Chaos – Veras

How to Embrace AI in Your Workflow

As innovation in AI tools advances rapidly, we see its influence across the built environment in both predictable and unexpected ways. It has the potential to create fundamental changes in the way buildings are made, operated, and how they connect to and impact wider systems. 

Designers bring the soul and the human touch, while AI brings the speed. Explore how these tools can collaborate with architects, designers, and product manufacturers, reshaping the means by which they approach everything from code compliance to conceptual visualization, accelerating decision-making, and aligning teams to create a more efficient built environment. 

Pathways

Material manufacturers face mounting pressure to provide environmental performance data. Still, the information that exists is scattered across PDFs from different vendors, utility bills with varying units of measure, and disparate procurement systems. 

Pathways tackles this data challenge head-on, using AI to process large volumes of unstructured information and convert it into comprehensive life-cycle assessments. The platform transforms vendor documentation, ERP systems (Enterprise Resource Planning), and utility data into third-party certified EPDs (Environmental Product Declarations) while delivering crucial insights into production efficiency and environmental performance benchmarks. “EPD is the bare minimum,” explains Jack Cove, head of go-to-market at Pathways. The company’s vision extends beyond compliance to help manufacturers identify improvement opportunities and build sustainable products.

pathwaysai.co

Finch’s AI-powered generative design platform optimizes 3D building design by providing immediate performance feedback.

Finch

Finch transforms the early stages of architectural design by generating optimized yet customizable floor plans from building masses while considering real-world constraints like structural systems, MEP requirements, and local codes. The platform seamlessly integrates with Revit, Rhino, and Grasshopper, positioning itself as “Figma for architects.” By blending AI with human creativity, Finch enables exploration of design options, makes data-driven decisions, and streamlines architects’ workflows. 

The tool’s approach democratizes parametric design, making advanced computational tools accessible to firms without specialized programming expertise while maintaining the designer’s creative control throughout the iterative process.

finch3d.com

Upcodes 

Rather than manually parsing through thousands of code sections, the AI-powered platform UpCodes delivers tailored responses to specific compliance queries, catching requirements that might otherwise be missed. 

It revolutionizes building code research by transforming dense regulatory text into instantly searchable, contextually relevant guidance. With over 800,000 AEC professionals using the platform, architects have reported saving many hours monthly through its iterative feedback capabilities. The platform’s Copilot feature helps professionals unpack and interpret building codes by sourcing from a curated library of adopted regulations rather than generic LLM-based tools or web content. While AI provides analysis and interpretation support, it enhances rather than replaces professional judgment—trained professionals still add their essential layer of understanding to ensure proper code compliance.

up.codes

BIMbeats 

Bimbeats functions as a fitness tracker for architecture firms, silently monitoring software usage, model health, and team productivity to reveal hidden patterns in design workflows. The platform captures detailed activity data across all AEC software, feeding it into analytics engines that visualize and identify bottlenecks, predict system crashes, and guide resource allocation decisions. 

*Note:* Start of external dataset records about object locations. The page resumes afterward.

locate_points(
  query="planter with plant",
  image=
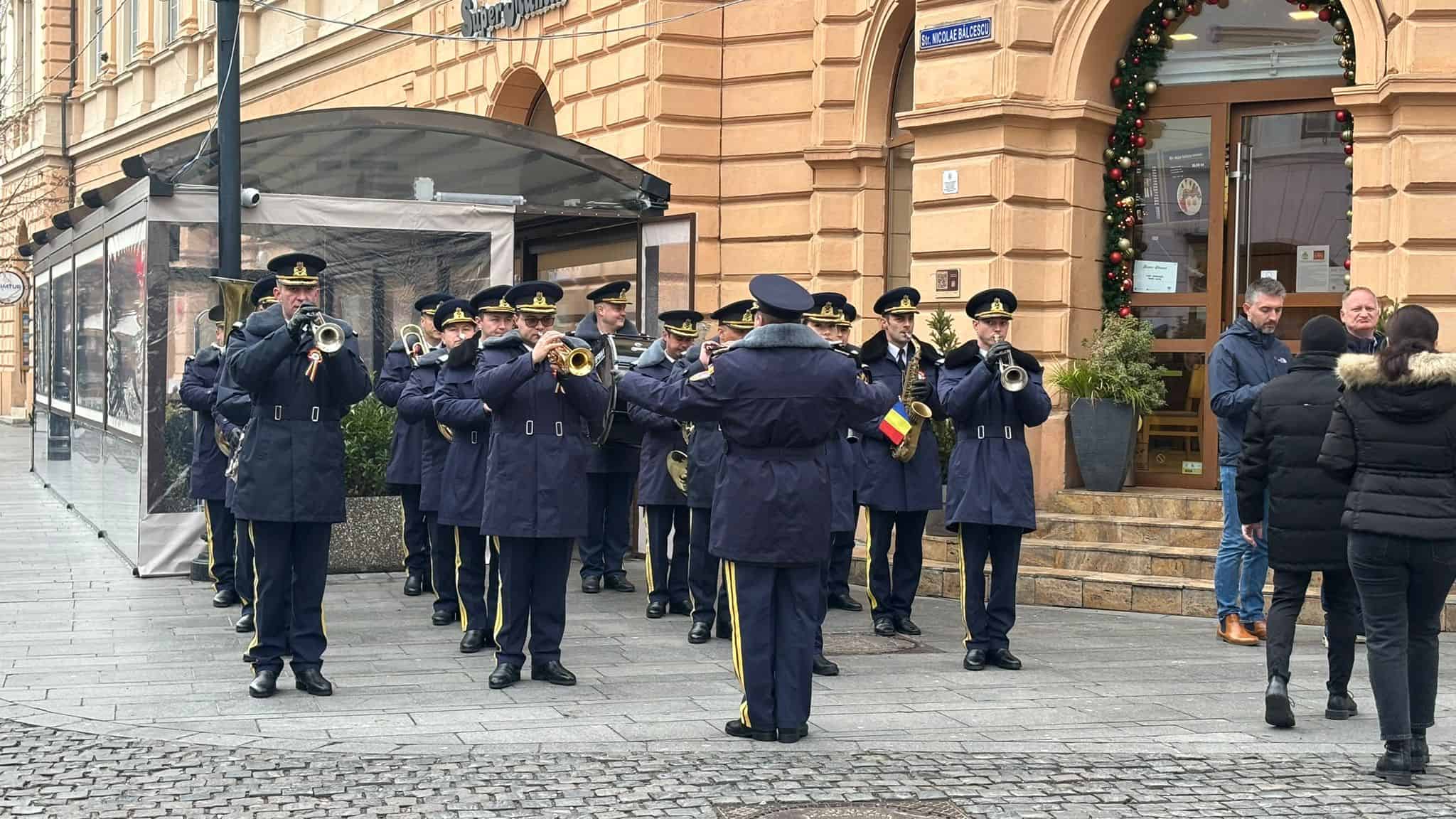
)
(1110, 390)
(369, 540)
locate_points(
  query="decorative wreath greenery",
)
(1133, 85)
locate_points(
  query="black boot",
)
(1396, 764)
(1278, 710)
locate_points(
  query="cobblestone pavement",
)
(124, 697)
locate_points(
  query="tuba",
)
(918, 410)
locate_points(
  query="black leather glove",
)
(300, 319)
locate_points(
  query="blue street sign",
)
(956, 34)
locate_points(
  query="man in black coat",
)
(207, 481)
(402, 474)
(1280, 461)
(664, 505)
(781, 394)
(290, 478)
(612, 469)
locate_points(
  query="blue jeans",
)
(1241, 569)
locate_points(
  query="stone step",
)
(1150, 531)
(1071, 588)
(1168, 505)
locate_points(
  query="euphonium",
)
(1012, 375)
(919, 412)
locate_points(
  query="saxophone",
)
(918, 410)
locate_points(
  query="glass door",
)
(1292, 209)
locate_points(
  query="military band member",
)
(612, 469)
(535, 478)
(230, 412)
(899, 496)
(705, 454)
(989, 491)
(415, 407)
(781, 394)
(664, 506)
(402, 474)
(290, 478)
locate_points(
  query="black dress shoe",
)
(1004, 659)
(618, 583)
(554, 672)
(736, 727)
(823, 666)
(264, 685)
(1278, 710)
(504, 675)
(414, 585)
(312, 681)
(975, 659)
(906, 626)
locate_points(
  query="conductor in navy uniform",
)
(664, 505)
(781, 394)
(612, 469)
(208, 464)
(290, 478)
(989, 496)
(535, 478)
(402, 474)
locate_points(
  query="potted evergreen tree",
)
(1110, 390)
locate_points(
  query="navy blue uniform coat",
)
(404, 448)
(536, 471)
(660, 436)
(198, 394)
(415, 407)
(291, 470)
(779, 395)
(884, 483)
(459, 407)
(990, 477)
(614, 456)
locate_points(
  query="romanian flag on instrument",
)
(896, 423)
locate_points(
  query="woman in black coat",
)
(1391, 439)
(1282, 458)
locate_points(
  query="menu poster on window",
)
(1187, 184)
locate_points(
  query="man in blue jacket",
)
(1246, 359)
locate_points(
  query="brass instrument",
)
(1012, 375)
(414, 341)
(919, 412)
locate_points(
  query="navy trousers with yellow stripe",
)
(472, 572)
(220, 542)
(775, 617)
(291, 564)
(532, 595)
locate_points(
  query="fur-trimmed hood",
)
(877, 347)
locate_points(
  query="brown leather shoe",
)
(1232, 631)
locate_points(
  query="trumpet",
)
(1012, 375)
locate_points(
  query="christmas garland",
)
(1133, 85)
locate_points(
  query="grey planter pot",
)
(1103, 437)
(370, 540)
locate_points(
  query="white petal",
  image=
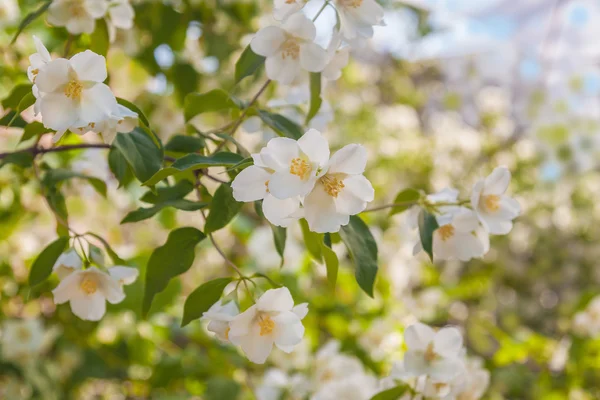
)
(250, 184)
(279, 299)
(350, 159)
(268, 41)
(300, 26)
(315, 146)
(89, 66)
(418, 336)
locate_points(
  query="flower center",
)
(491, 202)
(300, 168)
(290, 48)
(73, 89)
(266, 325)
(332, 185)
(88, 285)
(446, 231)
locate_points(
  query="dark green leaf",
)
(170, 260)
(141, 153)
(215, 100)
(222, 209)
(135, 109)
(201, 299)
(32, 16)
(280, 124)
(315, 96)
(193, 162)
(248, 63)
(405, 200)
(145, 213)
(363, 249)
(312, 240)
(185, 144)
(427, 225)
(42, 266)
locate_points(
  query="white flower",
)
(289, 49)
(78, 16)
(284, 8)
(253, 183)
(340, 192)
(121, 120)
(495, 210)
(219, 317)
(435, 354)
(463, 238)
(87, 291)
(72, 93)
(357, 17)
(272, 320)
(66, 263)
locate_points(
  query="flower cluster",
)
(290, 47)
(70, 95)
(79, 16)
(273, 320)
(87, 290)
(296, 179)
(435, 365)
(463, 232)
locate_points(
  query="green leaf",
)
(193, 162)
(280, 124)
(55, 176)
(42, 266)
(222, 209)
(315, 96)
(405, 200)
(170, 260)
(312, 240)
(99, 40)
(427, 225)
(248, 63)
(215, 100)
(141, 153)
(331, 262)
(185, 144)
(34, 129)
(145, 213)
(201, 299)
(119, 167)
(279, 238)
(32, 16)
(134, 108)
(391, 394)
(16, 95)
(363, 249)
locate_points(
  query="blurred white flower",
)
(358, 17)
(435, 354)
(78, 16)
(494, 209)
(289, 48)
(219, 316)
(66, 263)
(87, 291)
(272, 320)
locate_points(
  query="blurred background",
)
(442, 94)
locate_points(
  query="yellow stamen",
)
(89, 285)
(73, 89)
(300, 168)
(332, 185)
(266, 325)
(491, 202)
(446, 232)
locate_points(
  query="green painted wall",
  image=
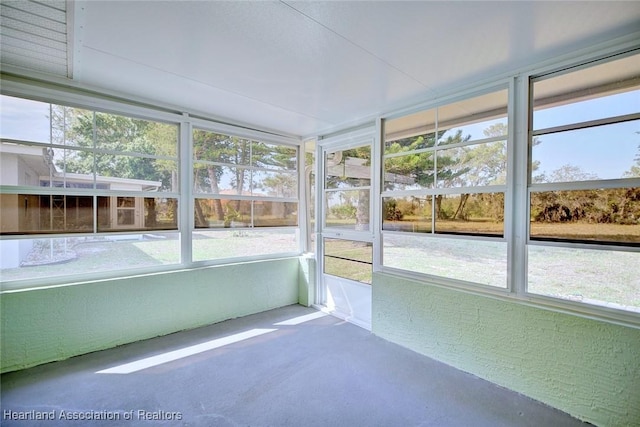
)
(587, 368)
(48, 324)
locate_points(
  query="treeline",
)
(603, 206)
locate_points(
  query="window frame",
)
(100, 102)
(517, 206)
(506, 189)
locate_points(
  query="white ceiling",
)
(304, 68)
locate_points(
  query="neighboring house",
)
(32, 166)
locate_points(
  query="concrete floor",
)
(322, 372)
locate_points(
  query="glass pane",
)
(274, 184)
(275, 214)
(607, 278)
(127, 173)
(412, 214)
(348, 259)
(24, 120)
(117, 213)
(481, 213)
(36, 258)
(473, 165)
(274, 156)
(605, 90)
(603, 152)
(611, 215)
(410, 172)
(473, 118)
(36, 214)
(222, 213)
(469, 260)
(347, 209)
(129, 135)
(472, 131)
(216, 147)
(224, 244)
(211, 179)
(23, 165)
(348, 168)
(411, 132)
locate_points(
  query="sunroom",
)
(461, 179)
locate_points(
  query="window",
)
(245, 197)
(347, 188)
(349, 259)
(444, 186)
(584, 185)
(85, 191)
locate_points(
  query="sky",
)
(606, 151)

While Bimbeats doesn’t automate design tasks directly, it analyzes data to provide intelligence that enables firms to identify automation opportunities and optimize their existing processes. This shift from reactive troubleshooting to predictive workflow management fundamentally changes how design teams understand and improve operational efficiency, enabling cross-team insights that will enhance collaboration between BIM managers, project leaders, IT teams, and developers.

bimbeats.com

A photorealistic AI-generated visualization of an A-frame house, created using descriptive prompts to guide style, materials, and environmental settings for architectural inspiration on Veras.

Veras

Veras bridges the gap between conceptual sketches and photorealistic renderings, generating quick and compelling visualizations directly within established design software like Revit, Rhino, and SketchUp. Built specifically for AEC workflows, this platform understands architectural constraints and material properties that traditional AI tools miss. Designed for early-stage design ideation and exploration, Veras serves architects, interior designers, urban planners, and real estate developers seeking to rapidly visualize concepts and communicate design intent.

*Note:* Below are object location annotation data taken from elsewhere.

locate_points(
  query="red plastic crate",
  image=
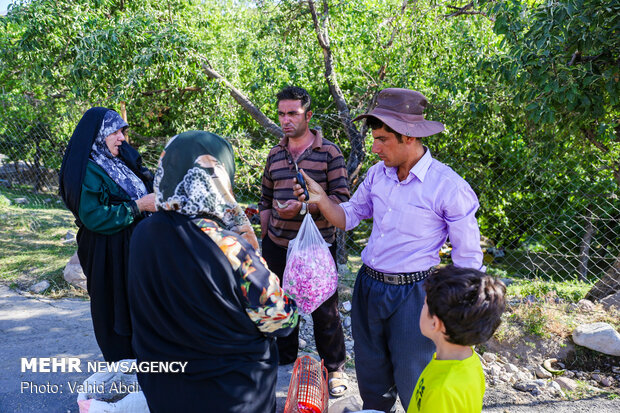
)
(307, 391)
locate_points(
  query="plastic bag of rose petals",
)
(310, 276)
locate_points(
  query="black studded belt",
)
(397, 279)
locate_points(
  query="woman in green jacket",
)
(104, 185)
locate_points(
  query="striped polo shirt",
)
(324, 163)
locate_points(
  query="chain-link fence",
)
(546, 211)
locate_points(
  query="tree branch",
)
(181, 89)
(356, 139)
(242, 100)
(466, 10)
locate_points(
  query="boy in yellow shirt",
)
(463, 307)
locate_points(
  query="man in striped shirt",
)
(281, 215)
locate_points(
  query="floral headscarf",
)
(112, 165)
(194, 177)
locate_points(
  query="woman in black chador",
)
(104, 185)
(200, 293)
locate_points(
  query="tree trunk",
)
(609, 284)
(242, 100)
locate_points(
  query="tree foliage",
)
(529, 90)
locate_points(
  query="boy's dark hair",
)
(469, 302)
(295, 93)
(376, 123)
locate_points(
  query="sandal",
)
(338, 383)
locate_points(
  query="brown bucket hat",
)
(402, 110)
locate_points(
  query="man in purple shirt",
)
(416, 203)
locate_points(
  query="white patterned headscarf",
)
(113, 165)
(194, 178)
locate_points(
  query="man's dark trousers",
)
(328, 334)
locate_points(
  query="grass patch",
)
(31, 248)
(570, 291)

The integration with Enscape allows Veras to work with actual 3D models and camera views, producing context-aware visuals grounded in real project data rather than abstract prompts. This capability transforms design communication, enabling architects to generate multiple visualization options quickly for client presentations and design development, all while maintaining technical accuracy and design intent.

evolvelab.io/veras

Polycam

Polycam is streamlining AEC workflows by combining LiDAR and photogrammetry into a simple video recording process and transforming spatial documentation. The platform can generate 3D models and 2D floor plans from a single capture session—aligned and ready for project integration with software like AutoCAD, Revit, Rhino, and SketchUp.

The tool enables architects and interior designers to quickly document existing conditions, measure spaces, and create as-built models without the need for specialized equipment, excelling in early-stage site analysis.